Uses a lock to prevent concurrent Git operations on the same repository.
This is important for group spaces where multiple users may commit simultaneously.
"""
import fcntl
git_lock_path = repo_path / ".git" / "fileshed_git.lock"
# Ensure .git directory exists
git_lock_path.parent.mkdir(parents=True, exist_ok=True)
# Acquire exclusive lock on the git repository
lock_fd = open(git_lock_path, 'w')
try:
fcntl.flock(lock_fd.fileno(), fcntl.LOCK_EX) # Blocking exclusive lock
self._git_run(["add", "-A"], repo_path)
author = f"{user_id} <{user_id}@fileshed>"
self._git_run(["commit", "--author", author, "-m", message, "--allow-empty-message"], repo_path)
finally:
fcntl.flock(lock_fd.fileno(), fcntl.LOCK_UN)
lock_fd.close()
# =========================================================================
# GROUP HELPERS
@ -3165,6 +3183,8 @@ shed_exec(zone="storage", cmd="some_cmd", args=["..."],
conn.execute("CREATE INDEX IF NOT EXISTS idx_ownership_group ON file_ownership(group_id)")
conn.execute("CREATE INDEX IF NOT EXISTS idx_ownership_owner ON file_ownership(owner_id)")
conn.execute("CREATE INDEX IF NOT EXISTS idx_ownership_path ON file_ownership(group_id, file_path)")
# Enable WAL mode for better concurrent read/write performance
conn.execute("PRAGMA journal_mode=WAL")
conn.commit()
finally:
conn.close()
@ -3173,22 +3193,44 @@ shed_exec(zone="storage", cmd="some_cmd", args=["..."],
def _db_execute(self, query: str, params: tuple = ()) -> tuple:
"""
Execute a database query.
Execute a database query with automatic retry on transient errors.
Returns (rows, rowcount) tuple:
- rows: list of Row objects for SELECT, empty list for others
- rowcount: number of affected rows for INSERT/UPDATE/DELETE
Retries automatically on SQLite busy/locked errors to minimize
round-trips with the LLM (each failed call is expensive).
"""
import time
self._init_db()
conn = sqlite3.connect(str(self._get_db_path()), timeout=10.0, isolation_level="IMMEDIATE")
conn.row_factory = sqlite3.Row
try:
cursor = conn.execute(query, params)
result = cursor.fetchall()
rowcount = cursor.rowcount
conn.commit()
return result, rowcount
finally:
conn.close()
max_retries = 3
base_delay = 0.1 # 100ms initial delay
for attempt in range(max_retries + 1):
conn = sqlite3.connect(str(self._get_db_path()), timeout=10.0, isolation_level="IMMEDIATE")

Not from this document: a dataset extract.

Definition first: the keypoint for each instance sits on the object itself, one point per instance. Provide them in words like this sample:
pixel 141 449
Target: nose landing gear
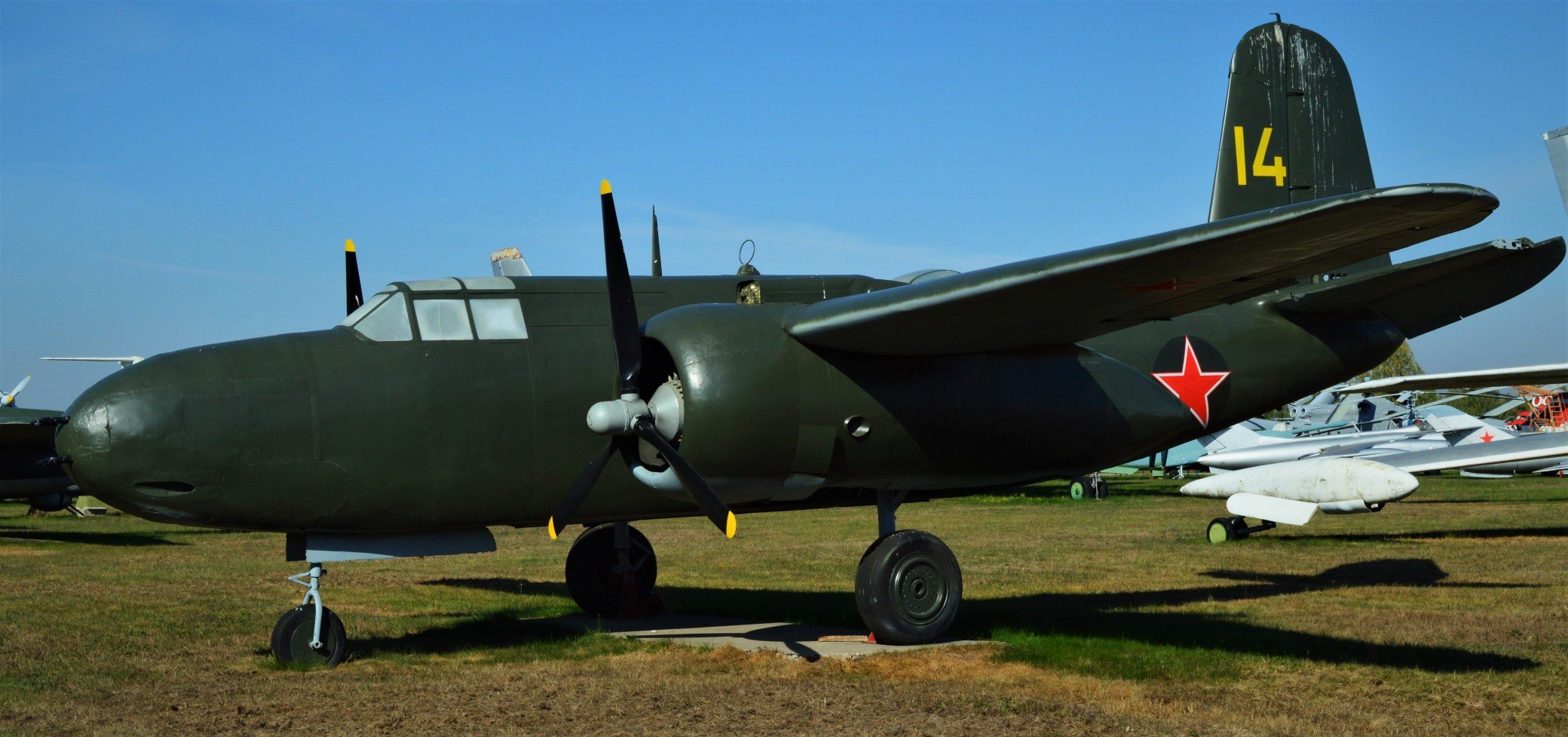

conn.row_factory = sqlite3.Row
try:
cursor = conn.execute(query, params)
result = cursor.fetchall()
rowcount = cursor.rowcount
conn.commit()
return result, rowcount
except sqlite3.OperationalError as e:
conn.close()
# Retry on transient errors (busy, locked)
if attempt < max_retries and ("locked" in str(e).lower() or "busy" in str(e).lower()):
delay = base_delay * (2 ** attempt) # Exponential backoff: 0.1, 0.2, 0.4s
time.sleep(delay)
continue
raise
finally:
try:
conn.close()
except Exception:
pass
def _get_user_groups(self, user_id: str) -> list:
"""Get groups the user belongs to via Open WebUI API."""

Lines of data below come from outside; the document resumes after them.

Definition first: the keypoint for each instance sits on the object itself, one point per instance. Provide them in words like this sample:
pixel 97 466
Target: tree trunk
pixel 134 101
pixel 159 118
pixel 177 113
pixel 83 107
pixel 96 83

@ -4754,7 +4796,9 @@ class Tools:
:param match_all: Replace all pattern matches (default: first only)
:param overwrite: True=replace entire file content, False=patch at position (default: False).

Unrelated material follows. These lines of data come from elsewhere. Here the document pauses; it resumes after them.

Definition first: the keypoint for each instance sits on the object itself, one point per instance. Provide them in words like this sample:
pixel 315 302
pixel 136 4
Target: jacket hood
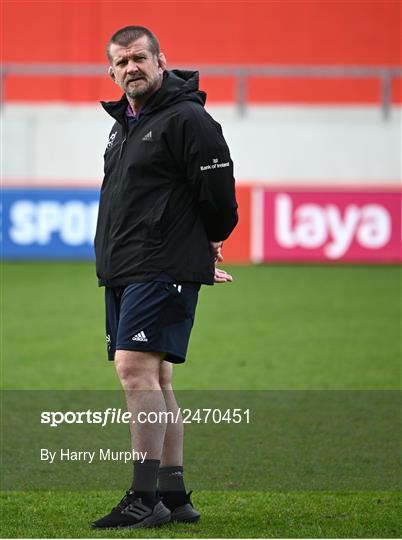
pixel 177 86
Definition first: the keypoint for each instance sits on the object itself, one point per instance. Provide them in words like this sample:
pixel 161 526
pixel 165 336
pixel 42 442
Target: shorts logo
pixel 140 337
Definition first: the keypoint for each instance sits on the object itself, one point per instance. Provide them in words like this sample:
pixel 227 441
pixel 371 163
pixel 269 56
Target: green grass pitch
pixel 275 327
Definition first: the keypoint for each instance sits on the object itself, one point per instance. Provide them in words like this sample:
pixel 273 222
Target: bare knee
pixel 138 370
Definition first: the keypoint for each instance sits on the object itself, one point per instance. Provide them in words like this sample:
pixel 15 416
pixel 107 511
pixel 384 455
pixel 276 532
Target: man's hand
pixel 221 276
pixel 217 251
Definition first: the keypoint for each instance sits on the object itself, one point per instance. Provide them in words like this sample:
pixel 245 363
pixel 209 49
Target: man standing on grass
pixel 167 203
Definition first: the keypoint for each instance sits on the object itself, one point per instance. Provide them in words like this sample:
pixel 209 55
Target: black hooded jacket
pixel 168 189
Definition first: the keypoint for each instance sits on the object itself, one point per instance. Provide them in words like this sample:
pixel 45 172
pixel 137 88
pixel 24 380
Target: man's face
pixel 135 69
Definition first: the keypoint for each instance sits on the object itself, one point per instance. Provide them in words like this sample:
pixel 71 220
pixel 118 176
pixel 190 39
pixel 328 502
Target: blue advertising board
pixel 48 223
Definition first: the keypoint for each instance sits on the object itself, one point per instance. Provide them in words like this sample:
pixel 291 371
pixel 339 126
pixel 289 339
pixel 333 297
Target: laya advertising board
pixel 327 226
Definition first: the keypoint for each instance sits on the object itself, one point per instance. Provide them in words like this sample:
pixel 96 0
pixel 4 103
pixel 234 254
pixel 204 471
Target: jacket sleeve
pixel 209 168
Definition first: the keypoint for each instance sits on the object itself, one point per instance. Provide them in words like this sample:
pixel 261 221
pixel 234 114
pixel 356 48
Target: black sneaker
pixel 132 513
pixel 185 513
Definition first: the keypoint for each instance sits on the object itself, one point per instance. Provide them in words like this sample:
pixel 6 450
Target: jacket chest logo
pixel 148 137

Note: overwrite=False on existing file APPENDS/PATCHES, does NOT fail!
:param safe: Lock file during edit
:param safe: Lock file during edit (default: True). Set False for slightly better
performance but risk of data loss if multiple conversations edit the
same file simultaneously (not recommended)
:param group: Group name/ID (required if zone="group")
:param message: Git commit message (documents/group only, ignored for storage)
:param mode: Ownership mode for new files in group: "owner", "group", "owner_ro"
@ -4811,7 +4855,9 @@ class Tools:
:param offset: Byte offset for "at"/"replace"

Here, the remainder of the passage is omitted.